I've been working on data projects recently in which a lack of understanding of the source data frustrated decision support and stalled progress. I’ve shared some simple techniques here which I used to help us get clarity on our source data and move forward.
One project involved the conversion of around 150,000 contact records to a new system. The legacy system did not include strong reporting or analysis tools, so I obtained an export and imported everything into SQL tables for further work.
Soon after, I found myself running ad hoc queries to answer questions from the project team, all on very similar topics - how many records of this type do we have, how useful or reliable is the data in these columns, and so on. At some point, to avoid further repetition, I refined my methods to produce the data below. These are all very simple measures, but they provide an excellent starting point for further analysis.
The first two columns, “Empty” and “Non-Empty” are self explanatory. With over 70 columns in the source data, these statistics helped us quickly focus on which of the 70 were worth our time and effort to clean up and convert. (Row 1 above is simply a count of all rows in the source table.)
The “Min Length”, “Max Length” and “Avg Length” provide helpful details in assessing how consistent column data is across all rows, and in identifying often important outliers. I would expect “Business Phone” data (Row 6) to be fairly consistent, and the average suggests it is, for a collection of predominately North American phone numbers. However, the “Max Length” for that row shows at least one serious outlier at 334 characters, which could indicate an import problem. In this case, we determined that the legacy system employed almost no data entry controls or limits, and many users had simply entered extraneous data into this field.
Finally, the “Distinct Values” column indicates how variable the data within each column is. Row 11, the “Contact Type” source field, draws my attention immediately. With so few distinct values, this was almost certainly a “selection list” field in the legacy system, one which constrained available choices for data in the field. This column, and any others like it, will very likely be useful in segmenting the data for further analysis.
The summary data above can be produced by brute force – for each source column, query for each of the measures above, store the results in a summary table, and use a PIVOT query to produce the report above. The challenge I had was to make the process repeatable, reasonably fast, and, if possible, generic, so that it could be used against any SQL table. The technique I arrived at is a master query that generates its own list of queries which perform all the work.

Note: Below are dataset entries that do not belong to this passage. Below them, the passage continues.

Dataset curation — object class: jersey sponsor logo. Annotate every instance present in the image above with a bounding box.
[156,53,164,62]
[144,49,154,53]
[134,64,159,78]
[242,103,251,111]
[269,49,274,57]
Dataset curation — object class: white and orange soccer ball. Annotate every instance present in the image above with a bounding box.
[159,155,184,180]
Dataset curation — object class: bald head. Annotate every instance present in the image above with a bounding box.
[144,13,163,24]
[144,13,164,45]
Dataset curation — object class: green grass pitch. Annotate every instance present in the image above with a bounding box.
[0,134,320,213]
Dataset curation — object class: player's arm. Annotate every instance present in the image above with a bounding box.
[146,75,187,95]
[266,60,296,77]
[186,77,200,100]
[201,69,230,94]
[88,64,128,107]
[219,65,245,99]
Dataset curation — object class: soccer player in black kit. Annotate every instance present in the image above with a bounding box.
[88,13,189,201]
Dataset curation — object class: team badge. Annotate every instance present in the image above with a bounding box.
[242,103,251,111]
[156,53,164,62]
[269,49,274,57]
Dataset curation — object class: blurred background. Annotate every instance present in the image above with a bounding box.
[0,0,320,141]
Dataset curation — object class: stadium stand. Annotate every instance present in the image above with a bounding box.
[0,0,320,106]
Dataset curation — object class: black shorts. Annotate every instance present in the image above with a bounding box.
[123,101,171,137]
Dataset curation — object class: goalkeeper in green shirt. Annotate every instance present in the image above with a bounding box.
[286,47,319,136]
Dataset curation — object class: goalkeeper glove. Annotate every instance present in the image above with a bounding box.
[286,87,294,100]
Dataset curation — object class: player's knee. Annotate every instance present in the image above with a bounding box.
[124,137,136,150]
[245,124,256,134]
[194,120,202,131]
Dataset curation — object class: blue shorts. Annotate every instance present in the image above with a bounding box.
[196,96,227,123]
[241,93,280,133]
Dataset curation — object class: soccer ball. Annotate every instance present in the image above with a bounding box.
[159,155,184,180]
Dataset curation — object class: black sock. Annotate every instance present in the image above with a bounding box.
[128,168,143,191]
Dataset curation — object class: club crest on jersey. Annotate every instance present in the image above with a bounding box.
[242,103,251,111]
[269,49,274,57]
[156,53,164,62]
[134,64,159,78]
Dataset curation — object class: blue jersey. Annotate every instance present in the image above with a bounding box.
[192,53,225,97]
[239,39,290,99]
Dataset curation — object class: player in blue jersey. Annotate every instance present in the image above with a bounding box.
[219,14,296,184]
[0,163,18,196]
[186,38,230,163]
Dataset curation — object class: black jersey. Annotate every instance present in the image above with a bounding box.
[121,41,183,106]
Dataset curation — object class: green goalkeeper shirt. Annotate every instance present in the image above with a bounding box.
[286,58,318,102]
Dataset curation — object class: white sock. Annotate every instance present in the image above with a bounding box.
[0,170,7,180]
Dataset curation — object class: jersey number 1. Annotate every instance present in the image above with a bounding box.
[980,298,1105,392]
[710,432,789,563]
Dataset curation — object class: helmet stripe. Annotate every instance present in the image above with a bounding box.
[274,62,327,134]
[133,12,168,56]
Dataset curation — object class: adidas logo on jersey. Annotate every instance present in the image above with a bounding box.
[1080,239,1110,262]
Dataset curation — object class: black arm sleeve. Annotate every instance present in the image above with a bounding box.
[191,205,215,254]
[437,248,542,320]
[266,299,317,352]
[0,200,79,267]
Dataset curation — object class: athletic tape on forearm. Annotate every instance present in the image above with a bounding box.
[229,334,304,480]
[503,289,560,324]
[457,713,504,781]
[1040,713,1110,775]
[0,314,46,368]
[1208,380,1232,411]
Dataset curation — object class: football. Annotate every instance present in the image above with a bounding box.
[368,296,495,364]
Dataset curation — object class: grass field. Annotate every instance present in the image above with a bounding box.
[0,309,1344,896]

My master query generates a list of queries against the table being analyzed (Analysis Table), using the sys.columns table as a data source for column names. Each of the generated queries compiles a measurement on each of the Analysis Table’s column data into a summary table (“AnalysisTable_ColumnSummary”), per the example below:
--Query to produce select statements to update DISTINCT VALUE tallies for each column SELECT 'INSERT INTO [dbo].[##TABLE##_ColumnSummary] SELECT ''' + sc.Name + ''' AS [ColumnName], ''Distinct Values'' AS [Measure], COUNT(DISTINCT [' + sc.Name + ']) AS [Value] FROM ##TABLE## ORDER BY [ColumnName], [Measure]' FROM dbo.sysobjects so INNER JOIN dbo.syscolumns sc ON so.id = sc.id WHERE so.xtype = 'U' AND so.name = '##TABLE##' ORDER BY sc.colorder
The master query includes all necessary queries to
- drop and recreate the “_ColumnSummary” table
- add rows of summary data to the “_ColumnSummary”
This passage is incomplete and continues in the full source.